Она так явно выпроваживала жениха дочери, что Иштвану стало
неловко. Турбин молча пошел к двери, но во взгляде, который он напоследок кинул
в сторону Тамилы, была такая неприкрытая ненависть, что обоим супругам стало не
по себе.
Проводив гостя, они молча принялись убирать со стола
оставшиеся нетронутыми блюда.
– Ты действительно не знаешь, кто написал это
письмо? – вдруг спросил Иштван по-венгерски. Он не хотел, чтобы дочь
случайно услышала их разговор.
– Конечно, Пишта, понятия не имею, – ответила
Тамила, тоже переходя на родной язык мужа.
Однако ей не удалось скрыть от Иштвана торжествующую
удовлетворенную улыбку.
– Тебе не кажется все это странным? Письмо оказалось
очень кстати, ты не находишь?
– Все к лучшему, Пишта, поверь мне. Все к лучшему. Мы
увезем Элечку в Калифорнию и там найдем ей прекрасного мужа. Она способная и
красивая девочка, там она сможет сделать себе карьеру. Ну что ей этот философ?
Что мы с него будем иметь? Да еще с престарелой больной матерью…
– Тамила, ты жестока. Эля любит его. Ты, конечно, во
всем права, но…
– Ах, Пишта, оставь, ради бога!
Тамила поставила в мойку стопку грязных тарелок, подошла к
мужу и тесно прижалась к нему, обняв за шею.

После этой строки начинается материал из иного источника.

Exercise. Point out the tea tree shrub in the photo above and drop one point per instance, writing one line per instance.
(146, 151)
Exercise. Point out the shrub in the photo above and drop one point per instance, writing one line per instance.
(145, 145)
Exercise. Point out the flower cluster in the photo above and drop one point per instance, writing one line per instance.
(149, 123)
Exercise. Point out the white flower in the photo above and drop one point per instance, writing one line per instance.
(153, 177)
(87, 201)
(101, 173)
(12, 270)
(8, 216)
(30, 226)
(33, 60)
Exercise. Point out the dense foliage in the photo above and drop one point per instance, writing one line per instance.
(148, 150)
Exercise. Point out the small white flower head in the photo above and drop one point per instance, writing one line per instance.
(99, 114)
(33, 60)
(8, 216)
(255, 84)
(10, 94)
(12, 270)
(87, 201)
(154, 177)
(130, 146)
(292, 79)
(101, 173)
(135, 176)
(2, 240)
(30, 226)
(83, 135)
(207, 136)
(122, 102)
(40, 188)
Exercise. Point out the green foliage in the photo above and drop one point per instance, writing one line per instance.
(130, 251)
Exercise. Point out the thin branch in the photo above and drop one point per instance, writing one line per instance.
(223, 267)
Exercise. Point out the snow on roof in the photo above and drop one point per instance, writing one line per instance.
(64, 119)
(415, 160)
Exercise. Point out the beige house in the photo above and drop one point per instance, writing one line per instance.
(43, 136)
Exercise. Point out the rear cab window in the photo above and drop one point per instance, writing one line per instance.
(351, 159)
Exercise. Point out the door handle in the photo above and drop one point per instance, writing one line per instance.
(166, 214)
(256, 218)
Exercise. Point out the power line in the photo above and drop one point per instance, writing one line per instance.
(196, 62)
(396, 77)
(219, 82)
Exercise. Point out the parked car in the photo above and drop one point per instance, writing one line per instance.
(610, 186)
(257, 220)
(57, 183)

– Ну что эта дурочка может понимать в любви, а? Он –
самец, высококачественный самец, этого нельзя отрицать, но Эля этого не
понимает. В ней играет кровь, ей хочется лечь с ним в койку и не вставать по
крайней мере месяц. А что потом, когда она накушается секса до оскомины?
Сейчас, когда им удается побыть в пустой квартире только один-два раза в
неделю, ей кажется, что слаще этого пирога ничего нет на свете. Но мы-то с
тобой знаем, что это не так. Правда, милый? Мы с тобой тоже через это прошли.
Подумай о том, какие неприятности нас с тобой ждут, если мы не сможем 1 января
запустить производство. Акции уже продаются, и если все лопнет…
– Да, да, конечно, – согласился Бартош. – Мы
не можем рисковать, слишком многое поставлено на карту. Но, Тамми, дорогая,
меня что-то тревожит.
– Что же?
– У меня неприятное чувство, что это письмо оказалось
уж очень кстати. И несчастье, которое произошло в загсе, тоже.
Тамила отстранилась и настороженно посмотрела на мужа.